One of the main functions of a NICU NST that differs from an adult NST is the promotion of appropriate growth [8, 10]. Reassessments of whether patients were maintaining normal growth rates and calorie requirements were routinely performed following the NST implementation. One study evaluated the effect of an NST on the growth rates of a neonatal population [10] and indicated that a greater weight gain from birth to discharge was attained following NST implementation. The advantage of the present study is that weight was modified by age using Z-scores, which provide a better assessment of weight change compared to previous studies.

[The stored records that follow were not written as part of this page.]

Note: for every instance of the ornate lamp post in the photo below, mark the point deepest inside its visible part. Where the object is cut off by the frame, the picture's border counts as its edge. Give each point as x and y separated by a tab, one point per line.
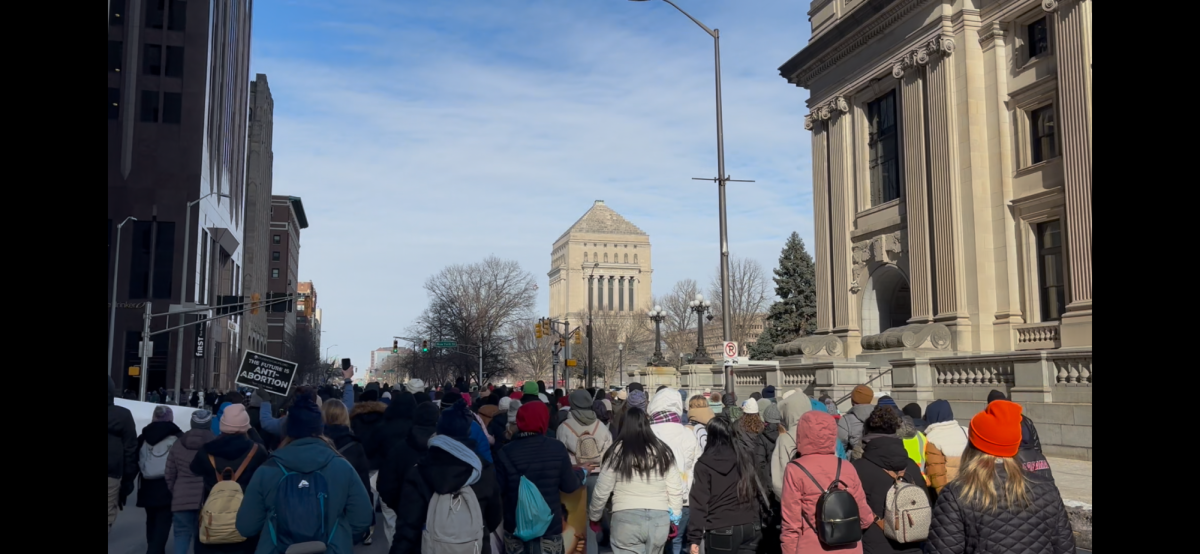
701	306
658	315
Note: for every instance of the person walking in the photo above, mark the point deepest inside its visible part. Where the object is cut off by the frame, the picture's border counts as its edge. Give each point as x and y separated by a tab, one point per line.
808	477
345	504
883	461
850	426
123	455
220	461
666	417
641	477
545	463
154	493
726	494
450	465
187	488
993	505
946	441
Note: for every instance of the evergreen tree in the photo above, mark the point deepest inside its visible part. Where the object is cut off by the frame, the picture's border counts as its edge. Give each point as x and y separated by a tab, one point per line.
796	312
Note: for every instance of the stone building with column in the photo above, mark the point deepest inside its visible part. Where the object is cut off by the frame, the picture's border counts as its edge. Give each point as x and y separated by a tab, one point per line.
952	186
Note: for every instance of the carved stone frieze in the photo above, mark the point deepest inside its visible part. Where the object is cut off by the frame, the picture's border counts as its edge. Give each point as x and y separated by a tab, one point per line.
918	336
810	345
922	55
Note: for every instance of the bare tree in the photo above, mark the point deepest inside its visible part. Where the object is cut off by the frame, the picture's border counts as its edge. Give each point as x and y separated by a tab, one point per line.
749	299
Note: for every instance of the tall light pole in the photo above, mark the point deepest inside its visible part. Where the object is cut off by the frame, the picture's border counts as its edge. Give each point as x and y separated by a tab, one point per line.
112	309
721	179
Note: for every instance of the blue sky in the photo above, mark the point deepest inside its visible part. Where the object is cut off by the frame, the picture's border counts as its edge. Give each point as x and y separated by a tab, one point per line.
427	133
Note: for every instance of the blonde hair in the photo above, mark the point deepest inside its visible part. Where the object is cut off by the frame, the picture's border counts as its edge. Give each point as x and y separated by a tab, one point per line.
977	481
335	414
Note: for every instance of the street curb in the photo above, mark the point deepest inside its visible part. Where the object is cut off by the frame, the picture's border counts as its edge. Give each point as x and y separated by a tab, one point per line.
1080	517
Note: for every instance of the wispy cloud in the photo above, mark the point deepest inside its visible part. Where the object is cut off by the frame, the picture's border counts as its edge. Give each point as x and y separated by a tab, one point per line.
421	134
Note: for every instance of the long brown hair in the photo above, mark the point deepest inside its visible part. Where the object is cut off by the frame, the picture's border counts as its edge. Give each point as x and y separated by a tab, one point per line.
977	479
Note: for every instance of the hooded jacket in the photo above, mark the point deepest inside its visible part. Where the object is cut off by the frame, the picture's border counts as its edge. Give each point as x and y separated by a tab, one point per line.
443	473
347	507
366	417
681	439
714	494
123	444
155	492
850	426
791	409
1042	528
405	453
815	440
880	455
186	488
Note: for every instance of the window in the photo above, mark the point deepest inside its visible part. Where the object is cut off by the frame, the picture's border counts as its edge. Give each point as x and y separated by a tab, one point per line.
114	103
115	52
1050	260
1042	140
883	160
174	61
115	11
155	10
151	60
150	106
177	17
1037	37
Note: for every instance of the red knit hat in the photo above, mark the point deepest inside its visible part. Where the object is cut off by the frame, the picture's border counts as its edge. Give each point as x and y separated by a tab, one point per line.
997	429
534	417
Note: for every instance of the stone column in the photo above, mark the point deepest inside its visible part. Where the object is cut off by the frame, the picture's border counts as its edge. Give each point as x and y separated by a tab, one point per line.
821	221
912	130
1073	53
947	233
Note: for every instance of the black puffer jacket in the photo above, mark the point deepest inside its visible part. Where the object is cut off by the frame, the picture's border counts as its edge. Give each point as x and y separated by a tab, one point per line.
714	494
442	473
1042	528
405	453
543	461
879	455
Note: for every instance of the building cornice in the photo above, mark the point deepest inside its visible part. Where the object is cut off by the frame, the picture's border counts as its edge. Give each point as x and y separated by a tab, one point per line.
846	37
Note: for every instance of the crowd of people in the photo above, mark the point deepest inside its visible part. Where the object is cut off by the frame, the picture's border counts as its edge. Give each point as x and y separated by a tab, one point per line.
450	469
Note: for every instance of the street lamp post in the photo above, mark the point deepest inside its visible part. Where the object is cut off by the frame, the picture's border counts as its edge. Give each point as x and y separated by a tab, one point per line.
112	309
701	306
658	315
721	179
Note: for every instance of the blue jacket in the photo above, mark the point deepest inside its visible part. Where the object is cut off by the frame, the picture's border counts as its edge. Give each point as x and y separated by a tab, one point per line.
347	505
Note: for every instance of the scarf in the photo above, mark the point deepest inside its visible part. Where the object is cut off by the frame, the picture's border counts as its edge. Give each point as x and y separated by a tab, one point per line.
581	408
665	417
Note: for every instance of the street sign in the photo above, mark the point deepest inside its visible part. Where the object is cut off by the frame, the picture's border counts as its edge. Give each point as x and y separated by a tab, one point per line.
731	353
271	374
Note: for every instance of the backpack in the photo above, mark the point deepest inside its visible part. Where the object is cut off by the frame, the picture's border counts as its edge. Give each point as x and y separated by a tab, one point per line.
219	516
454	524
587	449
837	512
153	459
298	515
906	511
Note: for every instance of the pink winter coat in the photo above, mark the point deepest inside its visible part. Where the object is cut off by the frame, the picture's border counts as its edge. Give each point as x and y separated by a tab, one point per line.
815	440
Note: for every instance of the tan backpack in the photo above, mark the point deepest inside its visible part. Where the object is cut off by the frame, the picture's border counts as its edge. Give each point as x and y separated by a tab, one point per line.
219	517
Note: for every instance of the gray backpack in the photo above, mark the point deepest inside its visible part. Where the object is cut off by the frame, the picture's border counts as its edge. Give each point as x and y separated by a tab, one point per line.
454	524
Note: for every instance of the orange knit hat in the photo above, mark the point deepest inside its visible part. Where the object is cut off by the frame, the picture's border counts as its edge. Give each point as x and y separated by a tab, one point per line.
997	429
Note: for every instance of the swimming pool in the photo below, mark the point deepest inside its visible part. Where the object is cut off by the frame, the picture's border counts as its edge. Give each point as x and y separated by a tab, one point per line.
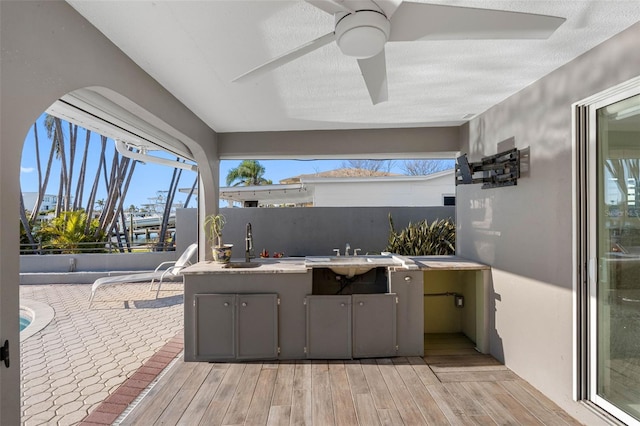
34	316
25	319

Serious complications resulting from prolonged parenteral access cannot be overlooked. Preterm neonates in a NICU exhibit many risk factors that necessitate long-term parenteral access; thus, the restriction of unnecessary PN use is important. In our study, the mean duration of PN along with the time to reach full enteral feedings was decreased. This difference is likely because of the NST intervention, which included weekly meetings that encouraged active discussions of plans for enteral advancements or various other strategies to improve nutrition access. However, despite the early transition from PN to EN, there were no significant decreases in culture-proven sepsis, rickets or cholestasis.

In the present study, the most notable clinical effect was the reduced mean length of ICU stay by approximately 9 days. Multivariate regression analysis indicated that only the implementation of the NST was significantly and independently associated with a decrease in the length of ICU stay after adjustment for the clinical differences between the two groups. According to previous studies in adult populations, the implementation of early, high-quality nutrition therapy may reduce the length of hospital stay, and several studies also indicate that this approach is cost effective [5, 21].

There are several limitations to the study because it comprises a retrospective analysis with historical comparisons. In the post-NST period, micronutrients, such as trace elements and vitamins, were delivered and monitored more regularly than they were in the pre-NST period; however, comparisons were not possible because of the lack of pre-NST data. Moreover, evaluations of the long-term effects of NST implementation, such as neurodevelopmental outcomes, were not assessed in this study.

Conclusion

NST intervention in the NICU resulted in significant improvements in the provision of nutrition to preterm neonatal patients. The general nutritional practices improved following NST implementation, and this improvement correlated with important clinical outcomes, such as weight gain or length of ICU hospitalization. Evaluable data remain sparse in the NICU setting with premature neonatal populations; therefore, the successful outcomes identified in this study may provide support for NST practices.

Abbreviations

ASPEN, American Society for Parenteral and Enteral Nutrition; EN, enteral nutrition; ESPEN, European Society for Parenteral and Enteral Nutrition; NICU, neonatal intensive care unit; NST, nutritional support team; PN, parenteral nutrition; TPN, total parenteral nutrition.